On January 12, 2020 at 11:49:35 AM UTC-7, Tim Chow wrote:
> On January 12, 2020 at 10:59:22 AM UTC-5,
bgbl...@googlemail.com wrote:
>> Am 11. Januar 2020 19:20:33 UTC+1 schrieb Tim Chow:
>>> Does BGBlitz include "human biases" or does it learn
>>> purely from self-play?
>> It depends on what you regard as "human bias".
>> The inputs are more or less in line with what Berliner
>> already did, so are expert inputs "Human bias"?
Of course. What else?
>> BGBlitz learns purely due to self play.
> Well, I assume that what Murat is complaining about is
> the distinction between versions 0.0 and 1.0 of TD-Gammon,
> as described for example here:
Why do you characterize my arguments as "complaining"?

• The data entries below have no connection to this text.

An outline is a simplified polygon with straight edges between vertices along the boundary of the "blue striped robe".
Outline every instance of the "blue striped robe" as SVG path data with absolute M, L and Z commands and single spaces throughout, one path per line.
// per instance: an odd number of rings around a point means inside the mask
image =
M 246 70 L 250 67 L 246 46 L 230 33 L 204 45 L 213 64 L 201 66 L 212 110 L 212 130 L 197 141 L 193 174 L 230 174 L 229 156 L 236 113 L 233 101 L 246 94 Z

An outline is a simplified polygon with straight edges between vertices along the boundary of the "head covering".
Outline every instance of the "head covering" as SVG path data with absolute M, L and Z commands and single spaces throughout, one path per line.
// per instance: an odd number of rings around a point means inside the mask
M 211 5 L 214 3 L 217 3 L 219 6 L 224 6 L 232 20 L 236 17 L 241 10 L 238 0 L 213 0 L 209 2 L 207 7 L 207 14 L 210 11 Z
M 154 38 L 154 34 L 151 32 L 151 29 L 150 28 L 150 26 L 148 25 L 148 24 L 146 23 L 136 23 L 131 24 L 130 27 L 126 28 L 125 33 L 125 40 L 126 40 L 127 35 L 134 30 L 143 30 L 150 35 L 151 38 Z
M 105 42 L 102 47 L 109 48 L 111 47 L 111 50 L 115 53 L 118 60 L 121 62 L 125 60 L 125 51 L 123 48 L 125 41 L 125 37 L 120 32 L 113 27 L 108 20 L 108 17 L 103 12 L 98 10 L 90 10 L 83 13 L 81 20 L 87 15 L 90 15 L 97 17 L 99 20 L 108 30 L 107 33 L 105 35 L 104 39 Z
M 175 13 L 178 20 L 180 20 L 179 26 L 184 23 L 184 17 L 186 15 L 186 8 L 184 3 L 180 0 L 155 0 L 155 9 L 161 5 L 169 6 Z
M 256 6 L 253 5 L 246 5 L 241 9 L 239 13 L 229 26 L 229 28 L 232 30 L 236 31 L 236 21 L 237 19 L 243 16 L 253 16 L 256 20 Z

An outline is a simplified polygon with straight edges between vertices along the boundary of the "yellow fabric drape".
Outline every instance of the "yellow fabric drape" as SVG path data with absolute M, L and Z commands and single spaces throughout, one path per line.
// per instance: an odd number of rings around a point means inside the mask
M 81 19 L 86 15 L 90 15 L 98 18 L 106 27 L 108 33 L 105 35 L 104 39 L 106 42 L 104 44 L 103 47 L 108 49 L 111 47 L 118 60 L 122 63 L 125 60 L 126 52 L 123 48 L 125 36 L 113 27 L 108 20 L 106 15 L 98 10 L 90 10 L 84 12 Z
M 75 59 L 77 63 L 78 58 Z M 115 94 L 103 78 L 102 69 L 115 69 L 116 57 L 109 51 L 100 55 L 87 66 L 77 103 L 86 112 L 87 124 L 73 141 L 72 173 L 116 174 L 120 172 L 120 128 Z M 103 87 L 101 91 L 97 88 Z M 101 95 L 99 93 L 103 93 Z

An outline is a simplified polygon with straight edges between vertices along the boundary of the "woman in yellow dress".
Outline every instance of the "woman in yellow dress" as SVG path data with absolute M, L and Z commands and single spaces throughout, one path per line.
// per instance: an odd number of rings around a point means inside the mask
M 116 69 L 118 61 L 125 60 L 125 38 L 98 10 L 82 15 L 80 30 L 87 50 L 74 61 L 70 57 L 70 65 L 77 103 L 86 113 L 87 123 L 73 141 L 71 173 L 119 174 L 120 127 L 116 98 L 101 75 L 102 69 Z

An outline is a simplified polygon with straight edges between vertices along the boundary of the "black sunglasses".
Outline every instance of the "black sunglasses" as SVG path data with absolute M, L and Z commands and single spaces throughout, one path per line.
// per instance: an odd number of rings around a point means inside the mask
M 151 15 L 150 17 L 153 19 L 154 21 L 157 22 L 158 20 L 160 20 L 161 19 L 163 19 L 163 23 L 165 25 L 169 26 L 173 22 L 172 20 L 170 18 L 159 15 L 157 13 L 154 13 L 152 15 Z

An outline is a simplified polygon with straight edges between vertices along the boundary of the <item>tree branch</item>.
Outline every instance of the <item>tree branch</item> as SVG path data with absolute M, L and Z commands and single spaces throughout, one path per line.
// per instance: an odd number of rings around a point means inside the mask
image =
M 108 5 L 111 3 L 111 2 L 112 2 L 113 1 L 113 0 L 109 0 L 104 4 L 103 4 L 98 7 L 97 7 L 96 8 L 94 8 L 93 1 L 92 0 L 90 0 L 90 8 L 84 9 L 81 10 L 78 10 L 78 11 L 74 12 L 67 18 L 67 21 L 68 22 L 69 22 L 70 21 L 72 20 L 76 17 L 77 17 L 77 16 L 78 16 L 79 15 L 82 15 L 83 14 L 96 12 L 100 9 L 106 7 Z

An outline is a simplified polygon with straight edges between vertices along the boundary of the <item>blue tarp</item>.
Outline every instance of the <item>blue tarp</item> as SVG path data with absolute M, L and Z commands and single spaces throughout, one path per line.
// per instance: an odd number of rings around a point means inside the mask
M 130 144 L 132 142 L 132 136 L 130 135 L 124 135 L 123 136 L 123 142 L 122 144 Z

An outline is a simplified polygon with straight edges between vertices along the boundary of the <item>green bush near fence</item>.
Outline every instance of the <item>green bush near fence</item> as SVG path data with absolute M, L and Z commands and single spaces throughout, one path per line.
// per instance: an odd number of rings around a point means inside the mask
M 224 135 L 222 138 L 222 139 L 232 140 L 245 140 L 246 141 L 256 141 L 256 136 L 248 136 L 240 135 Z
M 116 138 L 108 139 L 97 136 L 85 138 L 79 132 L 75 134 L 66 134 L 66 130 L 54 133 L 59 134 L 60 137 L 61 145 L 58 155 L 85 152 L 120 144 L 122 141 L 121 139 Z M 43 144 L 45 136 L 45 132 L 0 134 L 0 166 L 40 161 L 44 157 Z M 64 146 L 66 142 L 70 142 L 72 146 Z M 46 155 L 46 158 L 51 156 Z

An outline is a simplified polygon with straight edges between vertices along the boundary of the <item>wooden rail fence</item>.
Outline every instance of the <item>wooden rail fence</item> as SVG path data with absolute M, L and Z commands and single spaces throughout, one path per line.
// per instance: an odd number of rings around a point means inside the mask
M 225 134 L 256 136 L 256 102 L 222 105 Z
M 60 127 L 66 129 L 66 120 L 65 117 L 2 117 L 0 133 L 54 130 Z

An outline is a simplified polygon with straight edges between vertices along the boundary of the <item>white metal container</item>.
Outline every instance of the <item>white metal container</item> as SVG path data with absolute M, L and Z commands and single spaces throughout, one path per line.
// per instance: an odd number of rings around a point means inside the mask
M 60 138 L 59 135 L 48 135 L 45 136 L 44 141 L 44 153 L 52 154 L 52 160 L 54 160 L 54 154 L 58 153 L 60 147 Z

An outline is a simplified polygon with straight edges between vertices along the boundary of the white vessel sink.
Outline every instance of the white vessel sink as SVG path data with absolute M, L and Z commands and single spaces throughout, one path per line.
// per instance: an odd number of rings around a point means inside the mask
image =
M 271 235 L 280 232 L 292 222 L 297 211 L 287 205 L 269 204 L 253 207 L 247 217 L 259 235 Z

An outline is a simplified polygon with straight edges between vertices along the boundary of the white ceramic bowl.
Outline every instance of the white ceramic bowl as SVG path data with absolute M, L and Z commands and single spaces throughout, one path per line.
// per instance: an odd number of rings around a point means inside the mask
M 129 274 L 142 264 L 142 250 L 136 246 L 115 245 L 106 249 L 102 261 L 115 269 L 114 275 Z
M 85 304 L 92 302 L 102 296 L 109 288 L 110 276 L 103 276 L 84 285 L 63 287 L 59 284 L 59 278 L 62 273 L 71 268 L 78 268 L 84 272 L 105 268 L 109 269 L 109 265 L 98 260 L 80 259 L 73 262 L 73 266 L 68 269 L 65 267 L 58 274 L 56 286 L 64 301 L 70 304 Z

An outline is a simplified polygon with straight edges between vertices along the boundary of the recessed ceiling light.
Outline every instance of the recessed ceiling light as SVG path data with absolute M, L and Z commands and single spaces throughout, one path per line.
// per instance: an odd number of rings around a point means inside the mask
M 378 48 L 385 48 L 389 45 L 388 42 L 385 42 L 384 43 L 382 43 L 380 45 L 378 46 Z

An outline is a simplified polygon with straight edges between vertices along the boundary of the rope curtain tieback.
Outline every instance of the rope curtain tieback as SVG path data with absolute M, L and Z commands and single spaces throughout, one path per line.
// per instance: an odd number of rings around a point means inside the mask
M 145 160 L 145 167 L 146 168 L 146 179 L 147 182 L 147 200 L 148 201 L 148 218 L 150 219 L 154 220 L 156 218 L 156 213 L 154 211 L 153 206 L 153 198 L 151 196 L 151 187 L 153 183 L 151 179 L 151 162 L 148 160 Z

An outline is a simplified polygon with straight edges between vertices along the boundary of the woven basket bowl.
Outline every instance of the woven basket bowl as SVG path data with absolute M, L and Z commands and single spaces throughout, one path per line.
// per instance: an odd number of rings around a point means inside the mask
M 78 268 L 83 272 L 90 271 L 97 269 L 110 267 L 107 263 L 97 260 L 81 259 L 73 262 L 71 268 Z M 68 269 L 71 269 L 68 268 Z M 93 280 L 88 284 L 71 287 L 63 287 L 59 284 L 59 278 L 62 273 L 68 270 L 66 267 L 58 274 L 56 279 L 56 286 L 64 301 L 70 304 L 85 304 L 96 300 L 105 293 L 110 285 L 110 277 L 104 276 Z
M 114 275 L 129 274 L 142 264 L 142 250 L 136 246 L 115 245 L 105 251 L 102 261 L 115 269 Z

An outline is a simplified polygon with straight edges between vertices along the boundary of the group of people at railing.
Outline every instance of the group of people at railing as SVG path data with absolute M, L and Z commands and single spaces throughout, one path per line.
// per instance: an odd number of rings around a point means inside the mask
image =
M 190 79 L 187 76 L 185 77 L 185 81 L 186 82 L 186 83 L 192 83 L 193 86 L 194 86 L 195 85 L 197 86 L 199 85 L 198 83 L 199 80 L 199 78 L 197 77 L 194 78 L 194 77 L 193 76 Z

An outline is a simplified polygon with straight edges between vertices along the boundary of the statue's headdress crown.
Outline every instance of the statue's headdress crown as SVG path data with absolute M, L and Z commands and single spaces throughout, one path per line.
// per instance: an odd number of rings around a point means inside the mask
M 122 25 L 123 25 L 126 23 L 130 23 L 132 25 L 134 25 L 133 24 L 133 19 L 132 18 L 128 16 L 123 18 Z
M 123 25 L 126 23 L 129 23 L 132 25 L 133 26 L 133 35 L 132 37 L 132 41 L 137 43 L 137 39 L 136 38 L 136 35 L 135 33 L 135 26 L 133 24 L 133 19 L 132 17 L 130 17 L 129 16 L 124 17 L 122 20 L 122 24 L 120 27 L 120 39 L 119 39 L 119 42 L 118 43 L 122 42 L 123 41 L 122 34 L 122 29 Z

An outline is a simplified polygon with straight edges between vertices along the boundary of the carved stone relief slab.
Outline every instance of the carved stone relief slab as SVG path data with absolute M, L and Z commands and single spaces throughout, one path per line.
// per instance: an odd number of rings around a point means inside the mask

I'm pointing out defects in so-called "NN" or "AI" bots
to show that they are not "NN" or "AI" by definition.
See this article:
https://www.cs.cornell.edu/boom/2001sp/Tsinteris/gammon.htm
that talks about creating a bg bot "free from the biases
of existing human knowledge".
If I follow the versions correctly, first TD-Gammon was
trained unsuperwised, through self-learning without any
human bias and could only play cubeless single games.
Tesauros first bot Neurogammon had relied on supervised
learning as did TD-Gammon starting with the second version.
Human bias was added back to make it play cubeful matches.
Here is another article by Tesauro:
https://www.bkgm.com/articles/tesauro/tdl.html
where he says:
"Strategy for use of the doubling cube was not
"included in TD-Gammon's training. Instead, a
"doubling algorithm was added after training
"that makes decisions by feeding TD-Gammon's
"expected reward estimates into a theoretical
"doubling formula developed in the 1970s.
How is that for "AI"?
I say it's "FAI", "Fartificial Intelligence"...
>
http://papers.nips.cc/paper/1302-on-line-policy-improvement-using-monte-carlo-search.pdf
Apparently this version was cubeless also since he says:
"In future work, we plan to augment the program
"with a similar Monte-Carlo algorithm for making
"doubling decisions.
What is also interesting in that article is about the CPU
power, where he says:
"Our Monte-Carlo simulations were performed on the
"IBM SP1 and SP2 parallelRISC supercomputers at IBM
"Watson and at Argonne National Laboratories. Each
"SP node is equivalent to a fast RSj6000, with
"floating-point capability on the order of 100 Mflops.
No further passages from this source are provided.